Classics in the Carolinas: Tallulah goes to college

At Byrnes Auditorium at Winthrop University, actress Tallulah Bankhead performed her one of her favorite stage role in the play “Little Foxes.”

Yes, Tallulah Bankhead performed at my alma mater in 1940.

Tallulah Bankhead wasn’t your typical Southern Belle.

Tallulah Bankhead as Regina Giddens in "The Little Foxes."

Tallulah Bankhead as Regina Giddens in “The Little Foxes.”

Born in Huntsville, AL, Bankhead’s father was William B. Bankhead-a politician from Alabama and Representative from 1917 to 1940.

But despite her prominent background, Bankhead has been described as flamboyant, wild and dabbled in alcohol and drugs such as cocaine and marijuana.

She left her Southern roots at the age of 15 to travel to New York to become an actress and made her stage debut in 1918. She later was in Hollywood films starting in the 1930s.

After acting in films alongside Gary Cooper, Robert Montgomery and Charles Laughton, Bankhead made her way back to her southern roots.

In 1939, Bankhead originated the stage role of Regina Giddens in the Lillian Hellman play “The Little Foxes.”

Based in the early 20th century in the South, Regina manipulates her daughter and estranged husband to work out a business deal with her unscrupulous cousins.

“All in all, Regina Giddens is the best role I ever had in the theater,” Bankhead wrote in her autobiography, Tallulah: My Autobiography. “So The Little Foxes is the best play I’ve had. Up to this time most of my roles had been on the light and larkish side.”

Later made into a 1941 film starring Bette Davis, “The Little Foxes” ran for 410 performances at the National Theatre on Broadway.

“The Little Foxes” brought Bankhead to Rock Hill, SC.

Tallulah Bankhead and actress Eugenia Rawls perform in "The Little Foxes"

Tallulah Bankhead and actress Eugenia Rawls perform in “The Little Foxes”

On March 4, 1940, she performed her role of Regina Giddens on the stage of the brand new Byrnes Auditorium of Winthrop College (now Winthrop University) which was an all-girls school until 1975.

“Her seductive southern drawl was an instant hit in South Carolina,” according to the book York and Western York County, SC: The Story of a Southern Eden by J. Edward Lee and Jerry Lee Wes. “After her performance, the audience gave her a standing ovation.”

Bankhead had ties to York County. Her great-great-grandfather George Bankhead moved to lived in Bullock’s Creek, York County South Carolina before moving to Alabama in 1830, according to Lee and Wes’s book.

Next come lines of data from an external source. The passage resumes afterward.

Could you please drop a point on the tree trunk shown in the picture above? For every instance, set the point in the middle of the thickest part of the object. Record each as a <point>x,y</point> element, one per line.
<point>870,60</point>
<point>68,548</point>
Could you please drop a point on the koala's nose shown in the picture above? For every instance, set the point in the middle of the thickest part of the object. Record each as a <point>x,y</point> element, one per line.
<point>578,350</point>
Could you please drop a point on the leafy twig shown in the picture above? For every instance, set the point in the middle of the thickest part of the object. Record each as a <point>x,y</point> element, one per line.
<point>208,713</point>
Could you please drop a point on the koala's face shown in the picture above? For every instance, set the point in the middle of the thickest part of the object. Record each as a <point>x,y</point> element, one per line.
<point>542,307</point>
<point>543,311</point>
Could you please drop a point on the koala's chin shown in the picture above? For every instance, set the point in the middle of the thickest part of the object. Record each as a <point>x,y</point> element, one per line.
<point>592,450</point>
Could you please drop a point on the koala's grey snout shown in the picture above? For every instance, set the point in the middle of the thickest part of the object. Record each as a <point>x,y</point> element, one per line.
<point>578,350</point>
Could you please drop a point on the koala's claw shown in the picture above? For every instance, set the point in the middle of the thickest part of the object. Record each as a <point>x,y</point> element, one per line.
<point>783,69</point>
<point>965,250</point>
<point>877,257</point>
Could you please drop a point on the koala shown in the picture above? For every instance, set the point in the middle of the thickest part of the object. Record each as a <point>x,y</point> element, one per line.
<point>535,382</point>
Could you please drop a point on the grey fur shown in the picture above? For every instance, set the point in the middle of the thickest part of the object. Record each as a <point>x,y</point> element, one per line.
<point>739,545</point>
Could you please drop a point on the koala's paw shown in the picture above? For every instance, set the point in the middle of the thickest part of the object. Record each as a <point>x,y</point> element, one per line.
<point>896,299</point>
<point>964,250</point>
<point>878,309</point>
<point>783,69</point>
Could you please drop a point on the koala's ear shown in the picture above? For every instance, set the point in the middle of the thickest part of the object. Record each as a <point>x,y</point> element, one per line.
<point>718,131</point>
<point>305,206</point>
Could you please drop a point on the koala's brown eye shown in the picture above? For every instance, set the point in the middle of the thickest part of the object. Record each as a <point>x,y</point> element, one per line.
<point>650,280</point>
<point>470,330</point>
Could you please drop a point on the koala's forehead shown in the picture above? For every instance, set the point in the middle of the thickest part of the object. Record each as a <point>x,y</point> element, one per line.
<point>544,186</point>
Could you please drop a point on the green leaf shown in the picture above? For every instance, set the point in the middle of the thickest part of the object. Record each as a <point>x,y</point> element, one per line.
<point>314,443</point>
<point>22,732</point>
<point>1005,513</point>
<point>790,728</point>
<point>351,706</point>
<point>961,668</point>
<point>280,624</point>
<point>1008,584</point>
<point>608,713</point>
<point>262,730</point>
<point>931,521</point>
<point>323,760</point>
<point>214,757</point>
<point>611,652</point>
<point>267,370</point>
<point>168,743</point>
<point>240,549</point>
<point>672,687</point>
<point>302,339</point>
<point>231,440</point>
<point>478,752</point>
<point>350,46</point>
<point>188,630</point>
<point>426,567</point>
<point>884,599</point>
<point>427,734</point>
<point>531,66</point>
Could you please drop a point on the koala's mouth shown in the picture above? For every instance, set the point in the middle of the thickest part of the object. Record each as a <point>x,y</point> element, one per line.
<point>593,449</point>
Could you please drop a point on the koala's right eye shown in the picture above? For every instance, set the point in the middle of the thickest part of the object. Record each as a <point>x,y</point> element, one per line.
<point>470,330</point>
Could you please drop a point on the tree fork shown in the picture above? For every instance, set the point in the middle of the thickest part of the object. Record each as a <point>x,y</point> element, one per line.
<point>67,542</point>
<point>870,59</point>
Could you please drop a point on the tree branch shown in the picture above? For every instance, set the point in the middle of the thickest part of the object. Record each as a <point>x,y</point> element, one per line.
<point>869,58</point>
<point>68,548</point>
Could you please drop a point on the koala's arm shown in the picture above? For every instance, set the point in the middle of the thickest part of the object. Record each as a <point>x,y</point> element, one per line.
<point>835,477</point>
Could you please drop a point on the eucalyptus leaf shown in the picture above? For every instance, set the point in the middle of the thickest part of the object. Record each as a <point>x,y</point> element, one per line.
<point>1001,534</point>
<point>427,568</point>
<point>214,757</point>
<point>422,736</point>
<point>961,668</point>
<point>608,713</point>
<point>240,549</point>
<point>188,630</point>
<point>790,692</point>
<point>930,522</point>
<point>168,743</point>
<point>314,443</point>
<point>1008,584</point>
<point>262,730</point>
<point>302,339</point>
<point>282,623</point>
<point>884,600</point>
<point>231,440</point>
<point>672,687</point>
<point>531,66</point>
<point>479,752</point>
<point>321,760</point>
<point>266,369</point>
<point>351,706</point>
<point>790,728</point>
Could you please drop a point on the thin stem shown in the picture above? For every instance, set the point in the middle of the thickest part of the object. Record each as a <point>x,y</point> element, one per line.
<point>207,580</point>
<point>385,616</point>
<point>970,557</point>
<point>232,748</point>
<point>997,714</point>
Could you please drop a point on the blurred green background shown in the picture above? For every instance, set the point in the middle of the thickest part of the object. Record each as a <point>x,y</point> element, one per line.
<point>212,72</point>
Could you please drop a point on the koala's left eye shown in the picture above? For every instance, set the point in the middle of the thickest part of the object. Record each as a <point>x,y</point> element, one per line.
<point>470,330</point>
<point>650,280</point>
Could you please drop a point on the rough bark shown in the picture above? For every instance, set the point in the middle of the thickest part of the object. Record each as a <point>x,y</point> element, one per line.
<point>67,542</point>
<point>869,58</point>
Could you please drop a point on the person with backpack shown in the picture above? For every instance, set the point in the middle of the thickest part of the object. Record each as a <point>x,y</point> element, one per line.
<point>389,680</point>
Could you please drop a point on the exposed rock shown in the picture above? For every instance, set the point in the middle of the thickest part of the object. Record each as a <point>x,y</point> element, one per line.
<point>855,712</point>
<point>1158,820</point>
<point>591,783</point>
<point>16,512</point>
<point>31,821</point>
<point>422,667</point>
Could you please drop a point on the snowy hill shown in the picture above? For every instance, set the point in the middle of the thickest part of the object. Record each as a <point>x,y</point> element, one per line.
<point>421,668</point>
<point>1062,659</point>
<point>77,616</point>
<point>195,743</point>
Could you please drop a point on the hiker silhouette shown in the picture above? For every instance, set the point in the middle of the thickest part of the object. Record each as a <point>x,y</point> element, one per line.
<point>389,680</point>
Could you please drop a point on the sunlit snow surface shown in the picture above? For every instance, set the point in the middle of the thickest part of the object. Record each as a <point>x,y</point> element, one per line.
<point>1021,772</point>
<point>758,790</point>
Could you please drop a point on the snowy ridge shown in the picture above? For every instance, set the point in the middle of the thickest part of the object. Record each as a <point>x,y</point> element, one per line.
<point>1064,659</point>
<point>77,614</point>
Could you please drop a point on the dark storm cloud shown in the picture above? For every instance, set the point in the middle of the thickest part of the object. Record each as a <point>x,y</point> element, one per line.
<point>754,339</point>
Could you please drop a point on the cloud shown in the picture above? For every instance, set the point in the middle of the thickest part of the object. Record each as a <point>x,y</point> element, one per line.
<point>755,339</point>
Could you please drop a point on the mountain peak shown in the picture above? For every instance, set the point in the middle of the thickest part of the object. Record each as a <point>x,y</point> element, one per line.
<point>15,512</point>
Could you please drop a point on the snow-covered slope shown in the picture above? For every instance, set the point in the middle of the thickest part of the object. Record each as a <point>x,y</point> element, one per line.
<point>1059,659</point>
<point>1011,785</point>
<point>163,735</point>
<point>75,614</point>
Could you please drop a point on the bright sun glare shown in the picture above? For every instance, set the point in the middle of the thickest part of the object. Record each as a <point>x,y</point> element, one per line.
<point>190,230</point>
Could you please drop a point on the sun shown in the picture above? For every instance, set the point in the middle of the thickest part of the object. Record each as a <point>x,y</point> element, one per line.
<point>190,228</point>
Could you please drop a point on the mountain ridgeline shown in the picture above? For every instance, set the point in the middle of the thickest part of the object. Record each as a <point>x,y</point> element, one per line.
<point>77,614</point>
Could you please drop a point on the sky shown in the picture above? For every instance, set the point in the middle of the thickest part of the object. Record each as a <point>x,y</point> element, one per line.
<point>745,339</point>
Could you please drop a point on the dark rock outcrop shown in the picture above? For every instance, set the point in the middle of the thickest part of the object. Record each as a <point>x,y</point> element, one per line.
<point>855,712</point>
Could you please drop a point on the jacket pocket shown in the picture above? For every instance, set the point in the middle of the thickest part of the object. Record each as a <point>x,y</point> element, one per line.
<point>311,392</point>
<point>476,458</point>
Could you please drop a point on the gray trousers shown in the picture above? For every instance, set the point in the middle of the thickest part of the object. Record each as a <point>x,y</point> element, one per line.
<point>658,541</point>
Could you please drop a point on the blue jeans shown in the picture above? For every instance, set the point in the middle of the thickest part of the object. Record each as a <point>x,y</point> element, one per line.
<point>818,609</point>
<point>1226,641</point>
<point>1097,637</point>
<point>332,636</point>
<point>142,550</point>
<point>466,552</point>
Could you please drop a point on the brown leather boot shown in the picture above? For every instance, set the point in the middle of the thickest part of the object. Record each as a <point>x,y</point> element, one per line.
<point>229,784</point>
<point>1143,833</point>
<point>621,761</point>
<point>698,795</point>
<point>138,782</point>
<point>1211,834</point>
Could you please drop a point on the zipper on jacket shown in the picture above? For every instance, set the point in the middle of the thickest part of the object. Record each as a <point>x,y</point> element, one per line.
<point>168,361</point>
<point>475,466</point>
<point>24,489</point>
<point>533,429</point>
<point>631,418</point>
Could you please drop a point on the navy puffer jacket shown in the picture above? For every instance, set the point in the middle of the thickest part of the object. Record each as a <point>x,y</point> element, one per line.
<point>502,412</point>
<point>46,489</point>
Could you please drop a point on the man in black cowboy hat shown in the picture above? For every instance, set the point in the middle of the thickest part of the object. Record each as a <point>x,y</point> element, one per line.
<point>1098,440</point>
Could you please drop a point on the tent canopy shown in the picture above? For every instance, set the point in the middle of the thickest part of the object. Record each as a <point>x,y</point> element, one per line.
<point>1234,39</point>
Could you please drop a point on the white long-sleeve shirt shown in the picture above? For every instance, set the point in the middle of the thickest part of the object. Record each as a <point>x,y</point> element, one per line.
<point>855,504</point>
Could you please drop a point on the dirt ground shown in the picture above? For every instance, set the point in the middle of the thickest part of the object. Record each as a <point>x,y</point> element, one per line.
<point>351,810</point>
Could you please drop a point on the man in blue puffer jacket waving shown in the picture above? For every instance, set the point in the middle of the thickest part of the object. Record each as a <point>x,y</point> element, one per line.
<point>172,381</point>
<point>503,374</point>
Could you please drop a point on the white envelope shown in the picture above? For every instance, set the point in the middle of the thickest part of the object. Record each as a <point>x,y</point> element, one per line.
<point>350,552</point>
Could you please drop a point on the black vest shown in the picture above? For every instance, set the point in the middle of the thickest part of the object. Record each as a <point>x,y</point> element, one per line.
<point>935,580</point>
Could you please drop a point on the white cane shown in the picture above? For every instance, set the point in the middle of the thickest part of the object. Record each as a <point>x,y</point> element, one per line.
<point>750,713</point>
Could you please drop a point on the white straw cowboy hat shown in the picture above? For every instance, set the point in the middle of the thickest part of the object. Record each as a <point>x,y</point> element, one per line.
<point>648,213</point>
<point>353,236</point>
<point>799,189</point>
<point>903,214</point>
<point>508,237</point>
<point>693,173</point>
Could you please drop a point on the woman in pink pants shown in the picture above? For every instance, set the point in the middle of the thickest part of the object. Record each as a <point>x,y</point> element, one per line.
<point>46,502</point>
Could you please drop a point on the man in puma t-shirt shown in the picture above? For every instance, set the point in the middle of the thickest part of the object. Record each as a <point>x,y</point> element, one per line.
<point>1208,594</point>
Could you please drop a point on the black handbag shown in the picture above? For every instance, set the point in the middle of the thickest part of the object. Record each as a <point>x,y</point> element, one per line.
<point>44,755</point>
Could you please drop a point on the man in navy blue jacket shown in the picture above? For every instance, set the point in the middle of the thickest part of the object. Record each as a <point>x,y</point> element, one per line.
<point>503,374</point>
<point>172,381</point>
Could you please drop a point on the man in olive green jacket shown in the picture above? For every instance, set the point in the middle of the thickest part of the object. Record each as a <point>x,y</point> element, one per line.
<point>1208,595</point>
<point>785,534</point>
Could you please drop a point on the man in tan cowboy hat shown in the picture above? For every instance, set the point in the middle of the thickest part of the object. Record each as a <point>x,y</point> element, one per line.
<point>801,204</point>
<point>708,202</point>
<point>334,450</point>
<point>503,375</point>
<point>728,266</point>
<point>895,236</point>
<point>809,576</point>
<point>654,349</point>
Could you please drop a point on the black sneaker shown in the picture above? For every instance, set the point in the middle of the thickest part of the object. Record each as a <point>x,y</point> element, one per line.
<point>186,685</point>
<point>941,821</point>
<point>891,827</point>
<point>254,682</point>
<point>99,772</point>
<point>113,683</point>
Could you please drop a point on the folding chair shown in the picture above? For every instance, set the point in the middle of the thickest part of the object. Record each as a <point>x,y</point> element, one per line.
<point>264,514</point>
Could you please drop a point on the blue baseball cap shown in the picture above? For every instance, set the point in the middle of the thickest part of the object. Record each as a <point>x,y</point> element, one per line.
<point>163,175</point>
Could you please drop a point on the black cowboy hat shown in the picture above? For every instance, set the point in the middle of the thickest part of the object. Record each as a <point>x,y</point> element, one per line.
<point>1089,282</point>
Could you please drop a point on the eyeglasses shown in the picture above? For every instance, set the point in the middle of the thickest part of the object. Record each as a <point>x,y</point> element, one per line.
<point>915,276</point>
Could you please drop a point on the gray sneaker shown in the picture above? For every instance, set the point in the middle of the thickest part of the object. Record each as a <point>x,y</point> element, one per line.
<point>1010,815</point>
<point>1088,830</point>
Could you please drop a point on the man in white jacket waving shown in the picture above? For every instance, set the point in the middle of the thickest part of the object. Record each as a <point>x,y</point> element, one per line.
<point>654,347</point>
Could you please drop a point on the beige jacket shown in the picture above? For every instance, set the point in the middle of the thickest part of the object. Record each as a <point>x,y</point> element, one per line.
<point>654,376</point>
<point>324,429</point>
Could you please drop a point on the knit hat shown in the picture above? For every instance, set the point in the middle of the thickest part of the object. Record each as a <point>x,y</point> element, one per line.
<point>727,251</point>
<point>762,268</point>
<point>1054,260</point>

“As a (local) reporter asked the Hollywood actress about her fast-paced life in California, Bankhead…reminded the journalist, ‘Dahling, I’m from Bullock’s Creek,’” Lee and Wes wrote.

Though Bankhead was not in the film adaptation of the play, her Broadway costars Dan Duryea, Charles Dingle, Carl Benton Reid, and Patricia Collinge starred with Bette Davis.

Knowing that Tallulah Bankhead once walked on a campus where I studied journalism, makes me feel just a little closer to the Golden Era of Hollywood.